Reaktionen nach TV-Duell „Scholz vs. Merz“ – FDP

Update, 11.56 Uhr: Die Mehrwertsteuer ist oft ein Knackpunkt im Wahlkampf – und die TV-Duell-Aussagen dazu stoßen der FDP jetzt auf. Nur Olaf Scholz (SPD) hatte sich klar gegen eine Mehrwertsteuererhöhung ausgesprochen. Sein Kontrahent Friedrich Merz (CDU) nicht. FDP-Fraktionschef Christian Dürr kritisierte das im Gespräch mit der dpa. „Plötzlich hält sich die CDU die Hintertür für Steuererhöhungen offen“, sagte er. Dabei sei das Leben für die Menschen durch die Inflation schon deutlich teurer geworden. „Jetzt ausgerechnet die Mehrwertsteuer anzuheben, wäre ein Schlag ins Gesicht für die hart arbeitende Mitte“, meinte er.

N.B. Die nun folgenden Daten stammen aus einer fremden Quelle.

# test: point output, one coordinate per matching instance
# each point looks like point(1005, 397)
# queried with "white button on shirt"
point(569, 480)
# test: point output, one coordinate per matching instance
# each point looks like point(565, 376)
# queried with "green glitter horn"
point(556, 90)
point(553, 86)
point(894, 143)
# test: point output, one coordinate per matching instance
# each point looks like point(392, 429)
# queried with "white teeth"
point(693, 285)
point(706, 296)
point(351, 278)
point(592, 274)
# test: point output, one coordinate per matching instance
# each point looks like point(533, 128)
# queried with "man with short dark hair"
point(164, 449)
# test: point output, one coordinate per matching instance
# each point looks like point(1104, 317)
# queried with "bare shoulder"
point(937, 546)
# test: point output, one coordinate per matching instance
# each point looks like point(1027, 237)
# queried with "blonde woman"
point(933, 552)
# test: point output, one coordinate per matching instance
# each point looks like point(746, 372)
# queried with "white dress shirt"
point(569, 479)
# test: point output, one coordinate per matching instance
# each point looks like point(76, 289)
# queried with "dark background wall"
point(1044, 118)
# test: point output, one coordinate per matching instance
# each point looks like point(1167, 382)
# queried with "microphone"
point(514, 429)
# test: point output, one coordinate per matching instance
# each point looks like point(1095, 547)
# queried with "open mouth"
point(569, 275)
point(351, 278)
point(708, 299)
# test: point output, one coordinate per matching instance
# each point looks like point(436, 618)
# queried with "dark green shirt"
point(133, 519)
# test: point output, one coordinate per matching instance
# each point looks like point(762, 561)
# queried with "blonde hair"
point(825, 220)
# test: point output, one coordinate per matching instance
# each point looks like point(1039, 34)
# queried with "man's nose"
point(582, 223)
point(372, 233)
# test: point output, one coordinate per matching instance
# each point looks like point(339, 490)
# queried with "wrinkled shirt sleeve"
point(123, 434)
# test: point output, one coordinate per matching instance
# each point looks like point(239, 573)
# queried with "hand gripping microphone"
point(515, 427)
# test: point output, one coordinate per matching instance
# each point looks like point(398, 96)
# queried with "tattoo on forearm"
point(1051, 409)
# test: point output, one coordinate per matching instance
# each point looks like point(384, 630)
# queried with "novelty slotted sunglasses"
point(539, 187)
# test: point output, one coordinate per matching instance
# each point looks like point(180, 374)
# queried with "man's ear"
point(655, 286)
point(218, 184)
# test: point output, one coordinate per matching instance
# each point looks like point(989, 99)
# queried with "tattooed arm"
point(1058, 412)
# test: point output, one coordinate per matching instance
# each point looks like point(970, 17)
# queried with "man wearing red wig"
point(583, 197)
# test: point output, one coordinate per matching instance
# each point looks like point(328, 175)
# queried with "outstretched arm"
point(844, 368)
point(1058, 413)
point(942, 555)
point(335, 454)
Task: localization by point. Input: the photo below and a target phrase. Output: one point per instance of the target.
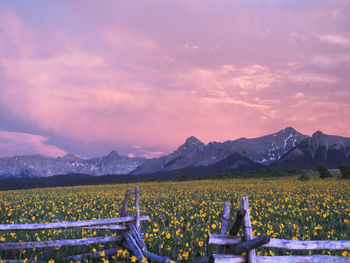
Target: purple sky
(142, 76)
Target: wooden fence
(128, 235)
(232, 246)
(121, 225)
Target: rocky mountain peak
(193, 141)
(113, 154)
(69, 157)
(191, 144)
(318, 133)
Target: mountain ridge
(286, 148)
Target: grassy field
(183, 213)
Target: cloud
(330, 60)
(18, 143)
(299, 95)
(237, 102)
(335, 40)
(191, 47)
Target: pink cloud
(213, 71)
(18, 143)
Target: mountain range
(285, 149)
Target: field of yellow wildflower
(182, 213)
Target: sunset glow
(139, 77)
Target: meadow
(183, 213)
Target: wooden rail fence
(121, 224)
(128, 235)
(232, 246)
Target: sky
(139, 77)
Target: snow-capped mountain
(330, 150)
(264, 150)
(284, 149)
(38, 165)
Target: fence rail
(121, 224)
(234, 245)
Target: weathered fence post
(248, 233)
(125, 202)
(224, 223)
(238, 222)
(137, 208)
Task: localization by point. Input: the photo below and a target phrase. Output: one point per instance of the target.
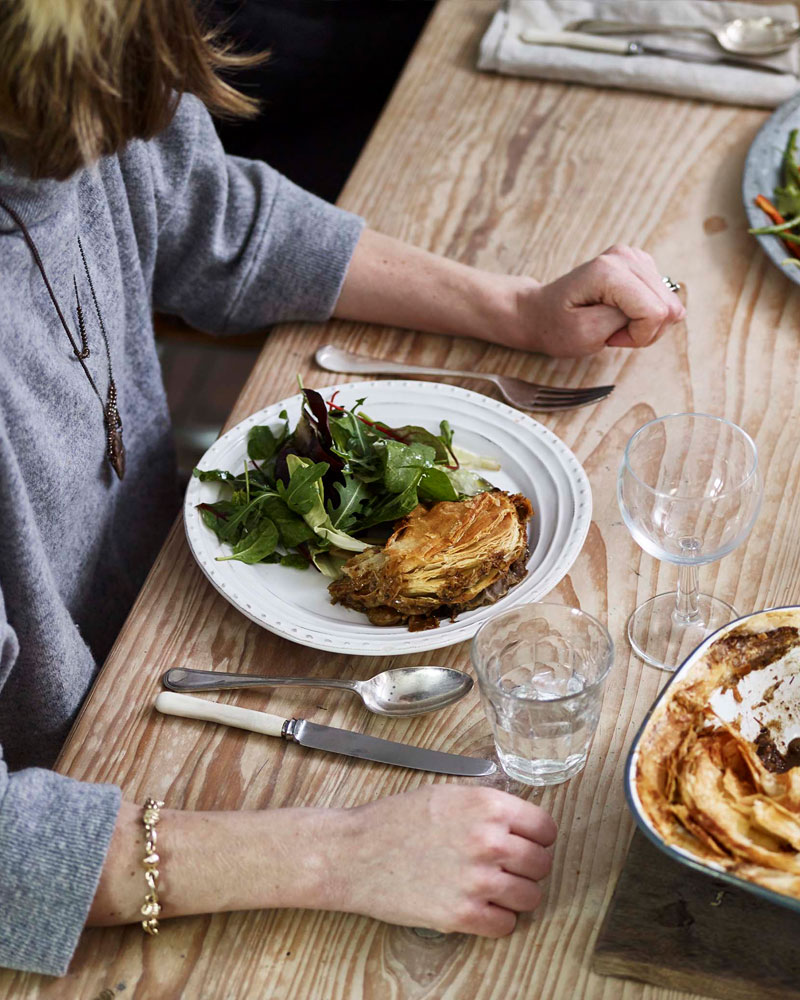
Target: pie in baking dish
(718, 770)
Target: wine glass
(689, 491)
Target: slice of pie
(451, 557)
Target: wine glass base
(659, 638)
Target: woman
(117, 197)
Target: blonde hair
(80, 78)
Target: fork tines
(554, 398)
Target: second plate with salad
(765, 174)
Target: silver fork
(518, 392)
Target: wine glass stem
(686, 610)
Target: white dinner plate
(295, 603)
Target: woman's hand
(447, 857)
(616, 300)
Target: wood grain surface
(683, 929)
(516, 176)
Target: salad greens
(306, 496)
(785, 211)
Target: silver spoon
(745, 36)
(403, 691)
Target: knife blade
(314, 736)
(622, 47)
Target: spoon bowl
(399, 692)
(413, 690)
(757, 36)
(743, 36)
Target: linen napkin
(502, 50)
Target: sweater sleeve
(239, 246)
(54, 836)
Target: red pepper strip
(766, 206)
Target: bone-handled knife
(309, 734)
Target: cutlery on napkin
(636, 47)
(503, 51)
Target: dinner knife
(621, 47)
(309, 734)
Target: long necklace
(115, 449)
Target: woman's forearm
(396, 284)
(617, 300)
(450, 857)
(217, 861)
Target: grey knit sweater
(171, 224)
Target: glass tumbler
(541, 669)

Reaktionen auf Scholz-Merz-TV-Duell: Kritik an „Normalisierung“ von AfD-Gästen

Update, 10.55 Uhr: Viele Beobachter reagieren ähnlich auf das Merz-Scholz-TV-Duell: Sie sehen die inhaltliche Kluft zwischen SPD und CDU schrumpfen. So auch ein Kommentator der Nachrichtenagentur Reuters. Beweise dafür sieht er in allen TV-Duellen, die im Vergleich zu vorherigen Bundestagswahlen übrigens so zahlreich waren wie noch nie. Er warnt aber auch vor einer parallelen Entwicklung, nämlich einer „Normalisierung“ im Umgang mit der AfD. Denn die TV-Sender würden dafür sorgen, „dass AfD-Co-Chefin Alice Weidel in diesem Wahlkampf wie selbstverständlich neben den Kanzlerkandidaten von SPD, Union und Grünen steht“, schreibt Reuters.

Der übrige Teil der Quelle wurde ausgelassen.